To borrow from my last post, I love the slogan, "Run Your Feelings."
I do gather pleasure from running in scenery, sounds, and smells. I love the aroma of a campfire at the lake. I groove on the rolling mountains overlooking the dam. When I'm not bee bopping to the music on my IPod, I take note of sound surround. Last time, I watched swimmers paddle parallel to the dam and found myself jealous. The water moving under their control had a musical refreshing quality to it, especially in climbing temperatures. I feel privileged in sharing the song of morning birds. Birds just sound more peaceful in the morning, as if their expression is a gentle heralding of the day. Their basic trill and twitters are like whispering vespers of praise.
We've even been treated to chalk drawings on the path from campers encouraging us to press on in rainbows and signs that say, "Go! You can do it!"
The most pleasing sensory stimulations are fragrances atomized from seasonal flowers. I like Jasmine, Honeysuckle, and Gardenia. A favorite is that of the Mimosa bloom. It reminds me of childhood in Florida. It grows all over the South. It is considered an invasive plant. How can something so natural, so beautiful, be a harassment?
The mimosa plant is notorious for overtaking open land, such as vacant lots in urban or suburban areas and roadsides.
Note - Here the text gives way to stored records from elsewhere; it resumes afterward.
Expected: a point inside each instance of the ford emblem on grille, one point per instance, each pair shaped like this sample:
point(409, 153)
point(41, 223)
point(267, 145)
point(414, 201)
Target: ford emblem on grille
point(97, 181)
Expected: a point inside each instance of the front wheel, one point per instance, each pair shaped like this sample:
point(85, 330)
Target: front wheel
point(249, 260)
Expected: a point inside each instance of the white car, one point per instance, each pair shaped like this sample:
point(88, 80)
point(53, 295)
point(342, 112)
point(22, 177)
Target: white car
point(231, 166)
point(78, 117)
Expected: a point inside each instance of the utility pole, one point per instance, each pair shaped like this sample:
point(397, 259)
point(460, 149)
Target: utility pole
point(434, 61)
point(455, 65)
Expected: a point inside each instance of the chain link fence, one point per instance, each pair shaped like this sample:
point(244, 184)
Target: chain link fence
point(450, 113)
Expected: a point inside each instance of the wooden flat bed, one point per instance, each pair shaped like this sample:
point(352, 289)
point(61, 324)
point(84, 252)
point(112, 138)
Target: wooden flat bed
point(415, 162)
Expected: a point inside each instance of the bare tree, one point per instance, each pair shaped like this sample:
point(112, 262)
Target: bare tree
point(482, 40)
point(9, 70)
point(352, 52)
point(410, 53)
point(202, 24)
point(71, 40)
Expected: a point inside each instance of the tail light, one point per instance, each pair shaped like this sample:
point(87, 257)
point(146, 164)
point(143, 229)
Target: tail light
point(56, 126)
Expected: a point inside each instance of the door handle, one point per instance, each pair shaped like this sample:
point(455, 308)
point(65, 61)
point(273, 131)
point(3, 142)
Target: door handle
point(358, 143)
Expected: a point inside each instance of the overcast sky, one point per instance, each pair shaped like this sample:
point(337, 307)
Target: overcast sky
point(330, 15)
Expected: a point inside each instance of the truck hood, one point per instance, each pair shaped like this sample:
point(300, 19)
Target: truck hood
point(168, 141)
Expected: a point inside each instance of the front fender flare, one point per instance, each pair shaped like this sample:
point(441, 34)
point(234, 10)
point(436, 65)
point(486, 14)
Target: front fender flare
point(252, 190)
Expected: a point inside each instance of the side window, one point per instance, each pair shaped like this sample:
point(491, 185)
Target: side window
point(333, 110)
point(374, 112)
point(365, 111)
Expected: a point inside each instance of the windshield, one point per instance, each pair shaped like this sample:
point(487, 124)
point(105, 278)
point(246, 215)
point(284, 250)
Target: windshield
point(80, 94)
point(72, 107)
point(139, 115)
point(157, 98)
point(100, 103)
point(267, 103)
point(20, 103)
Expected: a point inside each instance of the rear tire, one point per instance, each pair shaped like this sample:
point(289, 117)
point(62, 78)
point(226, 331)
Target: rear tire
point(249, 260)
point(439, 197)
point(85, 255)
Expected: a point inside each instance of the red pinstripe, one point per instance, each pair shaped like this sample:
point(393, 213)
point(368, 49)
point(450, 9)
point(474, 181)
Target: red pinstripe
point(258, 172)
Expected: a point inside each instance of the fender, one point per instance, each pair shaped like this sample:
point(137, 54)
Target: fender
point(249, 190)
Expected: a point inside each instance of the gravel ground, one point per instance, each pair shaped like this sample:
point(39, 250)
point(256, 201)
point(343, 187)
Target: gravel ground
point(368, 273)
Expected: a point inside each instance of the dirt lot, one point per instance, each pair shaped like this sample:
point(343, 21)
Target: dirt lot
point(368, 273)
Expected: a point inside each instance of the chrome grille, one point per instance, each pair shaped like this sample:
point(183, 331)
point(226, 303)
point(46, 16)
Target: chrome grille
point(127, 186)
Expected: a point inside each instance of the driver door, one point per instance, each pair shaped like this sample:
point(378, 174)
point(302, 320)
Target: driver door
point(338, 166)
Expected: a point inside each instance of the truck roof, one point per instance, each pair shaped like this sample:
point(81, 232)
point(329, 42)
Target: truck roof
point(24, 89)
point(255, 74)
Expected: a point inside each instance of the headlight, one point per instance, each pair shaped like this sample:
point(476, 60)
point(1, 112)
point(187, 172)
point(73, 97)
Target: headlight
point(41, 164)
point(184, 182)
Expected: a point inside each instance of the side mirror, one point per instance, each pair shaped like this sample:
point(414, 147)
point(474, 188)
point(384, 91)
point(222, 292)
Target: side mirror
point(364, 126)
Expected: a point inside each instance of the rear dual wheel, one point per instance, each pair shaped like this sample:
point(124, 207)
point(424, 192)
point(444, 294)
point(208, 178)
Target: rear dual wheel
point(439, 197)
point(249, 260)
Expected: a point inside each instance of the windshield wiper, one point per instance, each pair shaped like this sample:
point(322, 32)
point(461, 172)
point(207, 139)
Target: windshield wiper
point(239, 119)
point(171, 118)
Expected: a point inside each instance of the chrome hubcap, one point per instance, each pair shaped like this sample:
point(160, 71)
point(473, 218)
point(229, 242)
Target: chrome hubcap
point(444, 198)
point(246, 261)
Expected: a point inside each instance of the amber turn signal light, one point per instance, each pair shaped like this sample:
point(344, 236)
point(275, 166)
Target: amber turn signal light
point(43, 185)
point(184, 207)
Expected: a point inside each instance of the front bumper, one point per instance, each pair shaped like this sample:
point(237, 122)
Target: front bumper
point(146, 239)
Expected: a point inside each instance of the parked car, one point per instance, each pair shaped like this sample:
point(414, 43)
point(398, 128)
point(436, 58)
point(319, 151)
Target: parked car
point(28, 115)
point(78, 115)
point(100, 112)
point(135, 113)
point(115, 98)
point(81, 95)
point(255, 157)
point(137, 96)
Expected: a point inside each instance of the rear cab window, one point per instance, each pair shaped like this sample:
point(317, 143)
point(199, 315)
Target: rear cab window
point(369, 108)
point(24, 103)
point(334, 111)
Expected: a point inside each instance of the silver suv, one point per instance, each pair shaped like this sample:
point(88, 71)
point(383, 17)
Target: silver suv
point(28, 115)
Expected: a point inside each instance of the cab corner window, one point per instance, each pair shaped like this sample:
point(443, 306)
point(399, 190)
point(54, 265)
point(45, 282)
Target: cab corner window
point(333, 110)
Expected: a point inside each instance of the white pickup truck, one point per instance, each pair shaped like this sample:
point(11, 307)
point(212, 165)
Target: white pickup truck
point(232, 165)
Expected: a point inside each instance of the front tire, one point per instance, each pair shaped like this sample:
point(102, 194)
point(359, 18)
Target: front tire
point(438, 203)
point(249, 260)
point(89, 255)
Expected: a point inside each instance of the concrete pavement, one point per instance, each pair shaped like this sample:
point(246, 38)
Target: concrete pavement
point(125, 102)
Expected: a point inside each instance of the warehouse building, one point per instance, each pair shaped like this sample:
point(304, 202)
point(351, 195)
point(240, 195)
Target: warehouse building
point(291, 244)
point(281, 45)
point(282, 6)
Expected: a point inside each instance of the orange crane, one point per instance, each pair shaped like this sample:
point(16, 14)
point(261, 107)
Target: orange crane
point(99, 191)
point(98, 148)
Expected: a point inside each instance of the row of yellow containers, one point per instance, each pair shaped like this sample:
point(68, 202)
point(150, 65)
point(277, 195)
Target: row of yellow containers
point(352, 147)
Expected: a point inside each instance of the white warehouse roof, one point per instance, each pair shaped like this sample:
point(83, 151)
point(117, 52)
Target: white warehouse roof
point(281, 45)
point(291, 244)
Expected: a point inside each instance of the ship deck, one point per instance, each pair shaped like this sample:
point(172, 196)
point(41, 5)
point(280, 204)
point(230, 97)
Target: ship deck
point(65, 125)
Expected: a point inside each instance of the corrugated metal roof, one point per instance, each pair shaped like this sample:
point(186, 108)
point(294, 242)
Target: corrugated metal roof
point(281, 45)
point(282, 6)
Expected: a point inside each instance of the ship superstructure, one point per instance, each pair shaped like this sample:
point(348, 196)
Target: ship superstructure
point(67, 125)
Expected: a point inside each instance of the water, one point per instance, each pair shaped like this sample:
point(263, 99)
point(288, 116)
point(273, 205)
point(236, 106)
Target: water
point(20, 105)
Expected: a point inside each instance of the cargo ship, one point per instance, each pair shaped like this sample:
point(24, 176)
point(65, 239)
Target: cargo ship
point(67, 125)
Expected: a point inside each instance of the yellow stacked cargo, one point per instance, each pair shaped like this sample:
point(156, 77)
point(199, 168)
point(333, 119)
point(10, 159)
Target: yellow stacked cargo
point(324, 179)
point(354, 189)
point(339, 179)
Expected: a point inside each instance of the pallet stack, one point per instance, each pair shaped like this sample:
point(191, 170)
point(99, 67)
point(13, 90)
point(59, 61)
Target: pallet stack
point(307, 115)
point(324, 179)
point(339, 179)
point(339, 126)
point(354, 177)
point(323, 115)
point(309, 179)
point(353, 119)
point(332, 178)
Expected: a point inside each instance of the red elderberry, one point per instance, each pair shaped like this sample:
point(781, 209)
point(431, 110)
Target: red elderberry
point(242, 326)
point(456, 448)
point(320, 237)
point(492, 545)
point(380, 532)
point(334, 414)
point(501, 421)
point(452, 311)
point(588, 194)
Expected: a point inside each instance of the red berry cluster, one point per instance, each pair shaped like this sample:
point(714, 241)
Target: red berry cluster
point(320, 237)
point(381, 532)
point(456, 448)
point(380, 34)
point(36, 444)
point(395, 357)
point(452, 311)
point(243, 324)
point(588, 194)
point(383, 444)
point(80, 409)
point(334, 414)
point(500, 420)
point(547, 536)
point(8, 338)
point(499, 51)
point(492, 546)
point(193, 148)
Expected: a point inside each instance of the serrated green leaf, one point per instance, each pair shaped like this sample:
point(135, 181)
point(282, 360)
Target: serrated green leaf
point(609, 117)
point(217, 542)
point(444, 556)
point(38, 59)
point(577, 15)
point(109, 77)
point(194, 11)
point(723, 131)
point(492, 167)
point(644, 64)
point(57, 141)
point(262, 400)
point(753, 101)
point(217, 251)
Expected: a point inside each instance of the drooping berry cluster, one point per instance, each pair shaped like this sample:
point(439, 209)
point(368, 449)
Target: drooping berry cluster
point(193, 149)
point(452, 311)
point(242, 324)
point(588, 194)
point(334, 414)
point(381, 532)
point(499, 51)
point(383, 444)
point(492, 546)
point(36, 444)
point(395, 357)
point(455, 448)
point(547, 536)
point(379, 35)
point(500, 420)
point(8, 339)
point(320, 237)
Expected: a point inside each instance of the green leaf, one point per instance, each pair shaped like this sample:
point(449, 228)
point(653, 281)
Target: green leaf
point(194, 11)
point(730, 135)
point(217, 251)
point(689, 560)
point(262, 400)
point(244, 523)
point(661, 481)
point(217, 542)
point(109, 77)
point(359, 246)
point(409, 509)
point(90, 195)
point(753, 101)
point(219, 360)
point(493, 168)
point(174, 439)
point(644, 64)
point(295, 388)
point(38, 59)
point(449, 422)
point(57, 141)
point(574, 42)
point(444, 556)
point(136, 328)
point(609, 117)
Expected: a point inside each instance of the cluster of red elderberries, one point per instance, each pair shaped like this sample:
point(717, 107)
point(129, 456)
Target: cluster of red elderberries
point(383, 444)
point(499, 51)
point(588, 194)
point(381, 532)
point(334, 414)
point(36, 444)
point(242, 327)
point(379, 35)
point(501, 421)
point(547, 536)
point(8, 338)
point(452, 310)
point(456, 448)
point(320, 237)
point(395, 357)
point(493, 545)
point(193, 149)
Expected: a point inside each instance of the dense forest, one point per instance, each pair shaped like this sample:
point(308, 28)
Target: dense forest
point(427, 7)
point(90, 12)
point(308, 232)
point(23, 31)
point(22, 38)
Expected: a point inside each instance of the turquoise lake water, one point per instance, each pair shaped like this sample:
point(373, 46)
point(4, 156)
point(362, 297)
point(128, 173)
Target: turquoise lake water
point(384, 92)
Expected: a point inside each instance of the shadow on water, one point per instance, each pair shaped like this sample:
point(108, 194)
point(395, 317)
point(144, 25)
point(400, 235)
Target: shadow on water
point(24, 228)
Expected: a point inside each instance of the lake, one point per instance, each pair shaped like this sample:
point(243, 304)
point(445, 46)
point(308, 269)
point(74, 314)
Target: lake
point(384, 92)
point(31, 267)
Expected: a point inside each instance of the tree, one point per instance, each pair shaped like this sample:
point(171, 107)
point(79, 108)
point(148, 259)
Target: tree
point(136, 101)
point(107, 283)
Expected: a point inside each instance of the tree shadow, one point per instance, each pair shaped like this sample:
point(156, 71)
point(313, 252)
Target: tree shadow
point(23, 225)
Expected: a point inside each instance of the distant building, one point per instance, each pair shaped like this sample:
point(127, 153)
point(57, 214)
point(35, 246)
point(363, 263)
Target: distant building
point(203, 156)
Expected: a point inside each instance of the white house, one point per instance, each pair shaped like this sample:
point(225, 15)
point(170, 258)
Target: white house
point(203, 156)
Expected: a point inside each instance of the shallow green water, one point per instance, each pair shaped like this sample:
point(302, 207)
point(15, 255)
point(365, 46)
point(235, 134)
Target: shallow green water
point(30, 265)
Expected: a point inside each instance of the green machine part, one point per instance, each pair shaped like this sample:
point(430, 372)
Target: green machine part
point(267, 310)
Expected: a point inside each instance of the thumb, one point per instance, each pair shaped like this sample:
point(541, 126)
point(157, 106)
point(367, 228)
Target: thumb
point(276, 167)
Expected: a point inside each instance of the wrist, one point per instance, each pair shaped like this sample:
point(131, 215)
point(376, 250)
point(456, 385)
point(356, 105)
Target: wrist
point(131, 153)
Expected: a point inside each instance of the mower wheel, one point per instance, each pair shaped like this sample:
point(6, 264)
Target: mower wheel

These invasive plants can be especially problematic along waterway banks because their seeds can easily be carried in water to other areas. The plants usually grow in thick clusters, which limits the availability of sunlight and nutrients for other plants.
Read more: Mimosa Plants | eHow.com http://www.ehow.com/about_6308805_mimosa-plants.html#ixzz20H5ylqyX
It's like A Tree Grows In Brooklyn by Betty Smith. Francie Nolan describes a certain tree that likes poor people and thrives in cement with wire cages fencing it. Such plants have a knowing expression to them. They understand that we need beauty. We crave it, wild and free.
The Mimosa looks like it belongs on a vanity dresser paired with powder and set alongside a golden hairbrush and sparkling mirror. It smells like it looks. Powdery, pink, soft... yet with a tropical zing to it. So feminine and unique.
If it could be bottled in a perfume, I'd wear it.
I wonder as I run with the others if they take in the Mimosa and what do they glean from this race? What small pleasures charge their batteries? What gives them a reason to finish?